Y pensaba hacerlo. Estaba dispuesto a matarle. Pero aunque me encontraba allí a punto de cometer un crimen, al mismo tiempo se me ocurrió que Bonnie nunca me llamaría. Era demasiado orgullosa, estaba demasiado herida.
– Llévatela -dijo Porky.
Mi dedo se contraía en el gatillo.
– ¡Que te la lleves!
Moví la mano diez centímetros a la derecha y disparé. La bala sólo le rozó el lóbulo de la oreja, pero su capacidad auditiva por ese lado nunca volvería a ser la misma. Porky cayó al suelo sujetándose la cabeza y chillando.
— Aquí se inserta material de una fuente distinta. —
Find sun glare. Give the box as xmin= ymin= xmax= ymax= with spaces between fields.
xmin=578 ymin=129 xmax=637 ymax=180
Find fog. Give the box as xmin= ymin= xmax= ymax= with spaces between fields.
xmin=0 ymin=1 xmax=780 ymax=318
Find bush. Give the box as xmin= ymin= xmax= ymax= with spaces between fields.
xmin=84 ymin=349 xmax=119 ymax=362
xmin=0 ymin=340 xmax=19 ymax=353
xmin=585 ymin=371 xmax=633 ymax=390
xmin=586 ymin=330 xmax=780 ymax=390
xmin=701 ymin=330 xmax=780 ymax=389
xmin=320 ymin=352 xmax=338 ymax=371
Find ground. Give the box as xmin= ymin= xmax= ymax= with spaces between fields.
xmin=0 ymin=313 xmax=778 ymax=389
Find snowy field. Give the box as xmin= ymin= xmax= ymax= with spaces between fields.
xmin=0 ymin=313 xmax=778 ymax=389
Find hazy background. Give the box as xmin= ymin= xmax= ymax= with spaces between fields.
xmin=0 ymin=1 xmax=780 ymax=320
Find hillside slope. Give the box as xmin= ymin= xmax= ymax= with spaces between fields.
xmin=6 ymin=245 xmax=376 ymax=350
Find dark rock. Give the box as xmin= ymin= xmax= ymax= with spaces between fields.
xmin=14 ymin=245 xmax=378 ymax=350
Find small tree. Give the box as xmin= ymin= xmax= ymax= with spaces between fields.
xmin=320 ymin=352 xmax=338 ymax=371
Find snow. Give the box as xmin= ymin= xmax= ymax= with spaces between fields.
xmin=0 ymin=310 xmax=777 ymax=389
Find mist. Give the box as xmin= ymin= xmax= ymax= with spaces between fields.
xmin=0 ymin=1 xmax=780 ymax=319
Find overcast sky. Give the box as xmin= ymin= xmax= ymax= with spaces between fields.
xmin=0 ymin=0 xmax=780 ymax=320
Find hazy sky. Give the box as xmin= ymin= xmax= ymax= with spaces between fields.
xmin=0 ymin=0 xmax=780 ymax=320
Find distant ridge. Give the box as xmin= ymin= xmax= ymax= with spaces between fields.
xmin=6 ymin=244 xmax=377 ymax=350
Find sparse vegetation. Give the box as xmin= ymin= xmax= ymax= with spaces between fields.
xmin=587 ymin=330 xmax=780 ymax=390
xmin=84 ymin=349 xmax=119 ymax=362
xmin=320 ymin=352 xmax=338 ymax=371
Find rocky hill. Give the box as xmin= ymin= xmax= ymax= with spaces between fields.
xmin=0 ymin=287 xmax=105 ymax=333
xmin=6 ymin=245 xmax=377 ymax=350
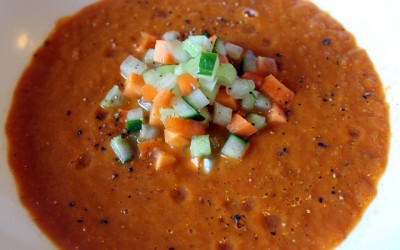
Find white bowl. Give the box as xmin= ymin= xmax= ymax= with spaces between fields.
xmin=0 ymin=0 xmax=400 ymax=250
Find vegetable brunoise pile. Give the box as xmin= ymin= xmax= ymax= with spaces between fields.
xmin=101 ymin=31 xmax=294 ymax=173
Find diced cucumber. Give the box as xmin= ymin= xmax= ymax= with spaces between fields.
xmin=183 ymin=56 xmax=200 ymax=77
xmin=246 ymin=113 xmax=267 ymax=131
xmin=226 ymin=78 xmax=255 ymax=99
xmin=182 ymin=39 xmax=203 ymax=57
xmin=138 ymin=99 xmax=153 ymax=112
xmin=162 ymin=30 xmax=181 ymax=42
xmin=200 ymin=84 xmax=220 ymax=105
xmin=156 ymin=65 xmax=176 ymax=75
xmin=221 ymin=134 xmax=249 ymax=159
xmin=225 ymin=43 xmax=243 ymax=60
xmin=101 ymin=85 xmax=124 ymax=108
xmin=138 ymin=124 xmax=158 ymax=142
xmin=197 ymin=52 xmax=219 ymax=81
xmin=126 ymin=108 xmax=143 ymax=133
xmin=157 ymin=73 xmax=178 ymax=90
xmin=188 ymin=35 xmax=213 ymax=52
xmin=143 ymin=49 xmax=154 ymax=64
xmin=199 ymin=107 xmax=211 ymax=126
xmin=120 ymin=55 xmax=147 ymax=79
xmin=143 ymin=69 xmax=162 ymax=88
xmin=240 ymin=50 xmax=257 ymax=74
xmin=213 ymin=38 xmax=226 ymax=56
xmin=190 ymin=135 xmax=211 ymax=157
xmin=110 ymin=136 xmax=133 ymax=163
xmin=199 ymin=79 xmax=217 ymax=92
xmin=255 ymin=93 xmax=271 ymax=110
xmin=160 ymin=108 xmax=180 ymax=125
xmin=217 ymin=63 xmax=237 ymax=86
xmin=183 ymin=89 xmax=210 ymax=110
xmin=171 ymin=96 xmax=205 ymax=121
xmin=167 ymin=40 xmax=190 ymax=63
xmin=213 ymin=102 xmax=232 ymax=127
xmin=240 ymin=92 xmax=256 ymax=111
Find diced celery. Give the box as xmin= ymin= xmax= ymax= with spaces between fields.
xmin=183 ymin=56 xmax=200 ymax=76
xmin=190 ymin=135 xmax=211 ymax=157
xmin=160 ymin=108 xmax=180 ymax=125
xmin=183 ymin=89 xmax=210 ymax=110
xmin=197 ymin=52 xmax=219 ymax=81
xmin=217 ymin=63 xmax=237 ymax=86
xmin=213 ymin=102 xmax=232 ymax=127
xmin=101 ymin=85 xmax=124 ymax=108
xmin=225 ymin=43 xmax=243 ymax=60
xmin=110 ymin=136 xmax=133 ymax=163
xmin=120 ymin=55 xmax=147 ymax=79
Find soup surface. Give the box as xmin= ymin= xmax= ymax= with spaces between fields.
xmin=6 ymin=0 xmax=389 ymax=249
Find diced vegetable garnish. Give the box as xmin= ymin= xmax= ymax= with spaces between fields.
xmin=183 ymin=89 xmax=210 ymax=110
xmin=190 ymin=135 xmax=211 ymax=157
xmin=260 ymin=75 xmax=294 ymax=107
xmin=226 ymin=114 xmax=257 ymax=138
xmin=126 ymin=108 xmax=143 ymax=132
xmin=101 ymin=31 xmax=294 ymax=168
xmin=197 ymin=52 xmax=219 ymax=81
xmin=139 ymin=124 xmax=158 ymax=142
xmin=246 ymin=114 xmax=267 ymax=131
xmin=110 ymin=136 xmax=133 ymax=163
xmin=240 ymin=50 xmax=257 ymax=72
xmin=124 ymin=73 xmax=144 ymax=99
xmin=217 ymin=63 xmax=237 ymax=86
xmin=225 ymin=43 xmax=243 ymax=60
xmin=171 ymin=96 xmax=204 ymax=121
xmin=221 ymin=135 xmax=249 ymax=159
xmin=101 ymin=85 xmax=124 ymax=108
xmin=213 ymin=102 xmax=232 ymax=127
xmin=120 ymin=56 xmax=147 ymax=79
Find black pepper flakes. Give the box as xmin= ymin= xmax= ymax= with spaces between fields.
xmin=318 ymin=142 xmax=328 ymax=148
xmin=322 ymin=38 xmax=331 ymax=45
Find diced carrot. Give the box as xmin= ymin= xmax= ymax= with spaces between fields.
xmin=164 ymin=129 xmax=190 ymax=150
xmin=267 ymin=102 xmax=287 ymax=123
xmin=153 ymin=40 xmax=175 ymax=64
xmin=257 ymin=56 xmax=278 ymax=77
xmin=124 ymin=73 xmax=144 ymax=99
xmin=149 ymin=89 xmax=174 ymax=128
xmin=165 ymin=117 xmax=206 ymax=139
xmin=241 ymin=72 xmax=264 ymax=88
xmin=215 ymin=87 xmax=239 ymax=111
xmin=178 ymin=73 xmax=199 ymax=96
xmin=259 ymin=75 xmax=294 ymax=108
xmin=218 ymin=54 xmax=229 ymax=63
xmin=226 ymin=114 xmax=257 ymax=138
xmin=138 ymin=32 xmax=157 ymax=52
xmin=208 ymin=35 xmax=218 ymax=45
xmin=142 ymin=84 xmax=157 ymax=102
xmin=138 ymin=138 xmax=165 ymax=157
xmin=155 ymin=151 xmax=176 ymax=170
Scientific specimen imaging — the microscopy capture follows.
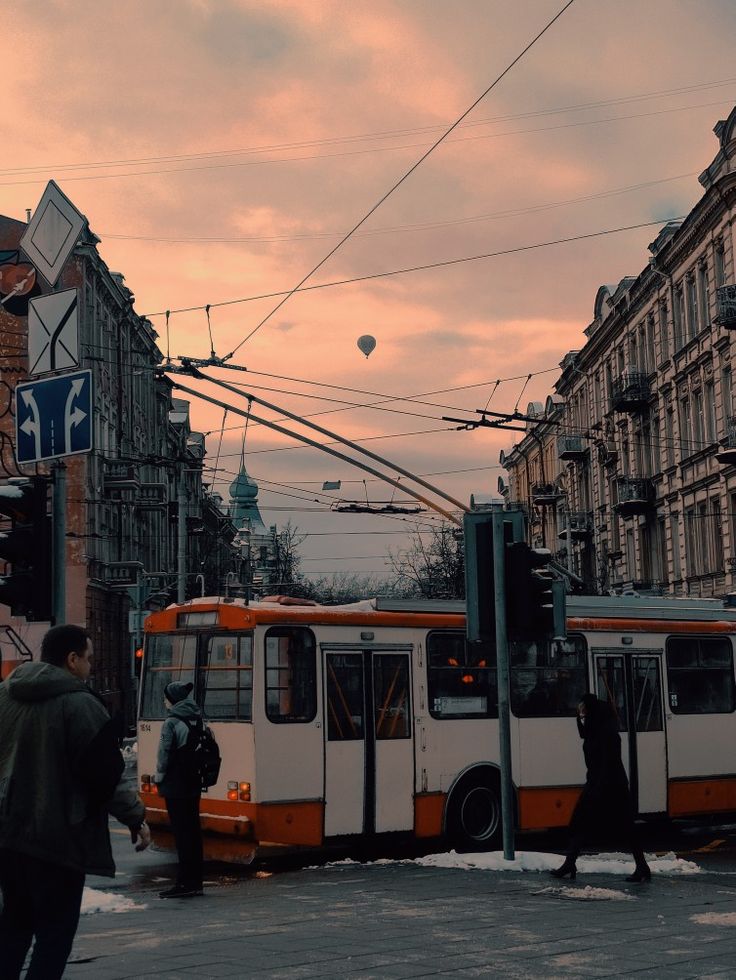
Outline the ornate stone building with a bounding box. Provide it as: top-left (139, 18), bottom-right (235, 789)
top-left (502, 109), bottom-right (736, 596)
top-left (0, 201), bottom-right (235, 721)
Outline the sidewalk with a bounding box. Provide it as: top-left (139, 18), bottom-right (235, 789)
top-left (70, 853), bottom-right (736, 980)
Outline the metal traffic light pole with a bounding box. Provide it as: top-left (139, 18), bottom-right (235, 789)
top-left (493, 511), bottom-right (514, 861)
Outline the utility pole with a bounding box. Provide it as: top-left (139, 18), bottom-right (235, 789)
top-left (493, 511), bottom-right (514, 861)
top-left (51, 460), bottom-right (66, 626)
top-left (176, 460), bottom-right (187, 603)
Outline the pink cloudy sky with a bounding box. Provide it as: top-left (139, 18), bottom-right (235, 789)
top-left (0, 0), bottom-right (736, 572)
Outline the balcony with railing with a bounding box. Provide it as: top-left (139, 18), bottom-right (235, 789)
top-left (532, 483), bottom-right (562, 507)
top-left (716, 415), bottom-right (736, 466)
top-left (611, 371), bottom-right (652, 412)
top-left (557, 436), bottom-right (588, 459)
top-left (596, 439), bottom-right (618, 466)
top-left (713, 284), bottom-right (736, 330)
top-left (557, 511), bottom-right (593, 541)
top-left (615, 476), bottom-right (655, 517)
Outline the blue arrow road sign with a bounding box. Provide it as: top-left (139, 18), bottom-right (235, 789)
top-left (15, 371), bottom-right (92, 463)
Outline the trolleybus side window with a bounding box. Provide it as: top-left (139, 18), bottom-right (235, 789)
top-left (140, 633), bottom-right (197, 721)
top-left (509, 636), bottom-right (588, 718)
top-left (199, 633), bottom-right (253, 721)
top-left (667, 636), bottom-right (736, 715)
top-left (326, 653), bottom-right (364, 742)
top-left (373, 653), bottom-right (411, 739)
top-left (427, 631), bottom-right (498, 718)
top-left (266, 626), bottom-right (317, 723)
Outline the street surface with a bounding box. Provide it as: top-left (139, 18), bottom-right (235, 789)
top-left (65, 826), bottom-right (736, 980)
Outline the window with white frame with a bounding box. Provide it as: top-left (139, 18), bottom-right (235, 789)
top-left (685, 276), bottom-right (698, 340)
top-left (672, 286), bottom-right (685, 351)
top-left (680, 398), bottom-right (693, 457)
top-left (698, 262), bottom-right (710, 330)
top-left (713, 241), bottom-right (726, 286)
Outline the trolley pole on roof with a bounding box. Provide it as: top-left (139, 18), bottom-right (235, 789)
top-left (493, 511), bottom-right (514, 861)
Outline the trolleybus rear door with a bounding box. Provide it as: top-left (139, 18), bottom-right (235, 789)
top-left (323, 645), bottom-right (414, 837)
top-left (594, 651), bottom-right (667, 813)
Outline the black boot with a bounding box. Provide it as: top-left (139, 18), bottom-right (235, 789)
top-left (626, 861), bottom-right (652, 883)
top-left (550, 857), bottom-right (578, 881)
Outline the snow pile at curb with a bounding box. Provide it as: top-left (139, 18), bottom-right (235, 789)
top-left (531, 885), bottom-right (636, 902)
top-left (690, 912), bottom-right (736, 926)
top-left (82, 888), bottom-right (146, 915)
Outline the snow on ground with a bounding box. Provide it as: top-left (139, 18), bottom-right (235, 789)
top-left (532, 885), bottom-right (636, 902)
top-left (690, 912), bottom-right (736, 926)
top-left (320, 851), bottom-right (701, 875)
top-left (82, 888), bottom-right (146, 915)
top-left (416, 851), bottom-right (700, 875)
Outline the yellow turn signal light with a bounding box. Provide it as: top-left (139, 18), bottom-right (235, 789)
top-left (227, 779), bottom-right (250, 803)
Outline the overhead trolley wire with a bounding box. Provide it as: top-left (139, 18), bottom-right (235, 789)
top-left (140, 214), bottom-right (687, 318)
top-left (0, 77), bottom-right (736, 177)
top-left (224, 0), bottom-right (575, 361)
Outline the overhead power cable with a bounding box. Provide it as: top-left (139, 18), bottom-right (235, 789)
top-left (100, 170), bottom-right (700, 245)
top-left (224, 0), bottom-right (575, 361)
top-left (0, 77), bottom-right (736, 176)
top-left (0, 99), bottom-right (733, 187)
top-left (141, 214), bottom-right (687, 318)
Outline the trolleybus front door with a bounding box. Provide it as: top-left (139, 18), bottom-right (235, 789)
top-left (324, 649), bottom-right (414, 837)
top-left (594, 651), bottom-right (667, 813)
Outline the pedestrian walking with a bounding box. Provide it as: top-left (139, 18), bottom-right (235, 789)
top-left (156, 681), bottom-right (203, 898)
top-left (0, 625), bottom-right (151, 980)
top-left (550, 694), bottom-right (651, 882)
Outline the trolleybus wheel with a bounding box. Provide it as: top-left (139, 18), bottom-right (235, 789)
top-left (447, 776), bottom-right (501, 851)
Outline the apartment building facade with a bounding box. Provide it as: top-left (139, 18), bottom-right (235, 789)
top-left (0, 205), bottom-right (235, 722)
top-left (501, 108), bottom-right (736, 596)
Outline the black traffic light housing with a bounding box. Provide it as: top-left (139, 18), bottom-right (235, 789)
top-left (504, 541), bottom-right (566, 640)
top-left (0, 476), bottom-right (53, 621)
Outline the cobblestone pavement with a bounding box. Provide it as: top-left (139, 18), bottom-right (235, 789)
top-left (65, 837), bottom-right (736, 980)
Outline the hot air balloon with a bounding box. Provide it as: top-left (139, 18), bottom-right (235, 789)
top-left (358, 333), bottom-right (376, 357)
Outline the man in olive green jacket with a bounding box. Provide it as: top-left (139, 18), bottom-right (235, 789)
top-left (0, 625), bottom-right (150, 980)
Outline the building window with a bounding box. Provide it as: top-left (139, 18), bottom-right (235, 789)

Le di una patada en el vientre y me alejé andando por donde había venido.
De camino hacia el coche pasé junto a tres mujeres con faldas muy cortas y tacones altos que habían venido corriendo. Me dejaron paso, apartándose mucho al ver la pistola que llevaba en la mano.
– Pero entonces, ¿por qué te fuiste de casa de esa manera? -le pregunté a Chevette en la hamburguesería de Beverly, que está abierta toda la noche.
Ella había pedido una hamburguesa con chile y patatas. Yo iba sorbiendo un refresco con gas.
– Es que no me dejaban hacer nada -lloriqueó-. Papá quería que llevara faldas largas y colas de caballo. Ni siquiera me dejaba hablar con ningún chico por teléfono.
Aunque llevara puesto un saco de patatas se veía con claridad que Chevette era una mujer. Había pasado mucho tiempo desde que formó parte del club de Mickey Mouse.
La llevé a mi oficina y la dejé dormir en mi sofá azul mientras yo daba unas cabezadas, soñando con Bonnie, en la silla.
Por la mañana llamé a Martel y se lo conté todo… excepto que Chevette estaba escuchando.
– ¿Qué quieres decir con eso de «en la calle»? -me preguntó.
– Ya sabes lo que quiero decir.
– ¿Prostituta?
– ¿Aún quieres que vuelva? -le pregunté.
– Por supuesto que quiero que vuelva mi niña.
– No, Marty. Puedo hacer que vuelva, pero la que volverá será una mujer hecha y derecha, y no una niña ni un bebé. Ella necesita que la dejes crecer. Tendrás que ser diferente. Si tú no cambias, poco importará que ella vuelva ahora a casa.
– Pero es mi niña, Easy… -dijo él, con seguridad.
– La niña desapareció, Marty. Lo que hay ahora es una mujer.
Entonces él se vino abajo, y Chevette también. Ella enterró la cara en el cojín azul y se echó a llorar.
Le dije a Martel que la llevaría de vuelta a casa. Hablamos tres veces más antes de ir para allá y le dije que no valía la pena que volviese si no era capaz de verla tal y como era, si no podía amarla tal y como era.
Y mientras tanto pensaba en Bonnie todo el tiempo. Pensaba que debía llamarla y rogarle que volviera a casa.